Insight: Indicates if a specific VM is suffering from "ready time" delay. High values directly correlate to application-level slowness inside the guest, even if the host's overall performance appears healthy.
vsphere.host.cpu.readiness.average:
Definition: An aggregate metric measured per ESXi host, representing the average contention across all VMs running on that host.
Insight: Indicates overall host overcommitment. While a low host average generally suggests a healthy environment, it does not guarantee that every individual VM is performing optimally.
When observing transient spikes (e.g., narrow 100% spikes lasting only one data point) in vCenter real-time mode, consider the following analysis:
Data Sampling: In vCenter real-time charts, each data point represents a 20-second sample interval. A 100% spike indicates that during that specific 20-second window, every vCPU on the host was waiting for a physical CPU.

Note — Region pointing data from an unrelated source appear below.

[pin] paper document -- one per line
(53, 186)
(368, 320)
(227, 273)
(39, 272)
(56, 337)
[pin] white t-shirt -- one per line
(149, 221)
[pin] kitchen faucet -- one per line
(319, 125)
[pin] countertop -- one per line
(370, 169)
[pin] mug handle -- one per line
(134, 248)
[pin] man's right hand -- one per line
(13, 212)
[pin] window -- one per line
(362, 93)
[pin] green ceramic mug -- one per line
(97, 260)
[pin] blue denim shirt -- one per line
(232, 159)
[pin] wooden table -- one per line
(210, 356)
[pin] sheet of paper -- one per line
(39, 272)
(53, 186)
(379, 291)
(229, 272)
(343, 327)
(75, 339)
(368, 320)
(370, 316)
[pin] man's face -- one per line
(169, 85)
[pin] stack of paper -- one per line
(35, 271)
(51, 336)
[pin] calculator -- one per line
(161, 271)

Pattern Analysis: If spikes are non-sustained and drop back to near zero immediately, it does not typically indicate a permanent capacity issue. This pattern is often consistent with:
Burst Events: Short-lived "CPU storms" caused by runaway processes, snapshot operations, or a wave of vMotion migrations.
Scheduler Anomalies: Brief resource contention spikes as the ESXi CPU scheduler manages high-demand workloads.
Collection Anomalies: Occasional data collection gaps where a missed sample may cause an inflated rollup value in the UI.
Recommendation: Monitor the vsphere.vm.cpu.readiness.average for the most critical workloads. If host-level spikes become sustained (lasting multiple minutes), evaluate host density or move high-demand VMs to less congested hosts.